So you’ve probably received your ballot by now in Oakland’s special vote by mail election. Make sure to send it in by the 21st!
Your ballot contains four Measures, three of which involve changes to various city taxes. And then there’s Measure D, a charter amendment.
Here’s the story with Measure D. In 1996, Oakland voters, by an overwhelming margin, passed Measure K, which established the Oakland Fund for Children and Youth (OFCY). Measure K required the City to set aside 2.5% of Oakland’s unrestricted General Fund revenues for youth programs. This money is awarded annually in the form of grants to local youth services organizations (PDF).
Measure K lasted for 12 years, and included an option that allowed the City Council, by a majority vote, to renew it for another 12 years. The Oakland City Council unanimously renewed Measure K (PDF) in April 2008.
Because Measure K set aside a percentage of revenues rather than a specific dollar amount, the funding available for these programs was, just like everything else in the General Fund, subject to significant fluctation depending on the economy. The recent downtown in City revenues meant less money for OFCY, and some people didn’t think that was fair. So they circulated a petition to put a measure on the November ballot that would provide OFCY more money. Like, a lot more. Like, $15 million a year more. That was Measure OO.
Measure OO changed the set-aside for OFCY so that it no longer applied only to unrestricted general funds. Instead, it would take 1.5% of all the City’s revenue for two years, then 2.5% of all revenue thereafter. So any money coming into the City – grants, taxes for special purposes like Measure Q (library) and Measure Y (police/fire/violence prevention) would be subject to the set-aside. Of course, since money from grants and special taxes cannot, by law, be given away to non-profits, the General Fund would be left on the hook for the entire cost.

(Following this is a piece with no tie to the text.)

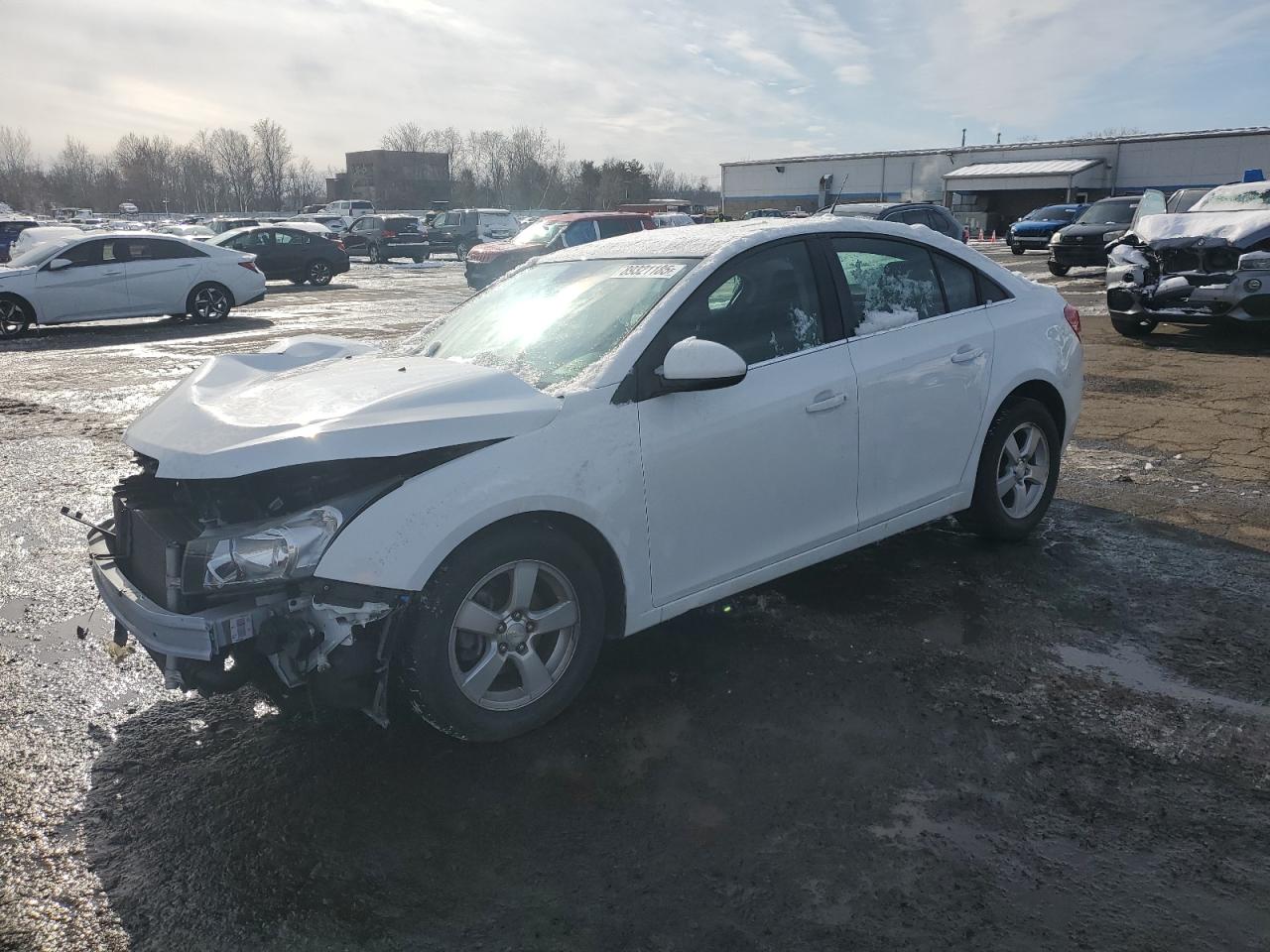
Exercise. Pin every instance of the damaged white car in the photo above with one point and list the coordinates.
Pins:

Despite the fact that pretty much everyone on the planet opposed Measure OO, it managed to squeak through with 53.12% of the vote (a smaller percentage, BTW, than any of the taxes on the ballot received. Lucky for the Kids First Coalition, since they weren’t actually asking voters for any new money, just taking existing money, they only needed to cross the 50% threshold to pass, while taxes need two-thirds). The passage of Measure OO spelled doom for the City, and just days after the election, forces behind the campaign for OO were calling it a mistake. Nice work, folks.
With City revenues plummeting, Oakland was even more ill-equipped than normal to give away millions of extra dollars to outside organizations, and almost immediately, the Council started talking about placing a repeal of OO on the next ballot. After numerous meetings and lengthy debate (chronicled here, here, here, and here), the City Council settled on a compromise measure, supported by the Kids First Coalition, that would amend Measure OO so that 3% of the City’s unrestricted General Fund revenues would be set-aside for OFCY. This gives OFCY more funding than they would have recieved under Measure K, but less funding than they would get from OO. The compromise is Measure D on your July ballot.

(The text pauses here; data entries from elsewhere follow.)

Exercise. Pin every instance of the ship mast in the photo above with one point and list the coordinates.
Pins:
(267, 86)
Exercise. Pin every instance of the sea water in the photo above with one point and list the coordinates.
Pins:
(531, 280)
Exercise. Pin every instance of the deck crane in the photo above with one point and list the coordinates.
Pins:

The savings are significant. In the coming fiscal year, the City Auditor estimates that Measure OO would require a set-aside of $15.1 million. If Measure D passes, the required set-aside will only be $11.5 million, saving the City $3.6 million. That’s $3.6 million we simply don’t have to spare. In two years, when the OO escalation kicks in, the City would be on the hook for just under $14 million more under Measure OO than under Measure D.
I was not supportive of the Council’s choice to compromise, and would have much prefered a ballot measure than simply repealed Measure OO completely, reverting the set-aside back to Measure K levels. But a full repeal was unable to win the support of a majority of the Council, and well, that’s life. A number of people who were unhappy with the compromise are now urging residents to vote no on Measure D, saying that failure of Measure D will force the Council to call another special election, this time asking for a full repeal. Don’t do this.

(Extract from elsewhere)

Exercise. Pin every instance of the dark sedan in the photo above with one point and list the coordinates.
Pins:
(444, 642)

Oakland simply cannot afford the costs of Measure OO. We can also not afford another special election. I would have prefered that Measure OO didn’t pass in the first place, but it did. I would have also prefered that the Council placed a full repeal on the ballot, but they didn’t. Sometimes you lose, and as much as it sucks, you have to learn to live with it. Measure D is the choice we have before us, it isn’t great, but it’s not insane and awful either, and really, sometimes you just have to suck it up and vote yes, even on things you don’t like that much because they’re better than the alternative. And that’s the case here. Please vote yes on Measure D.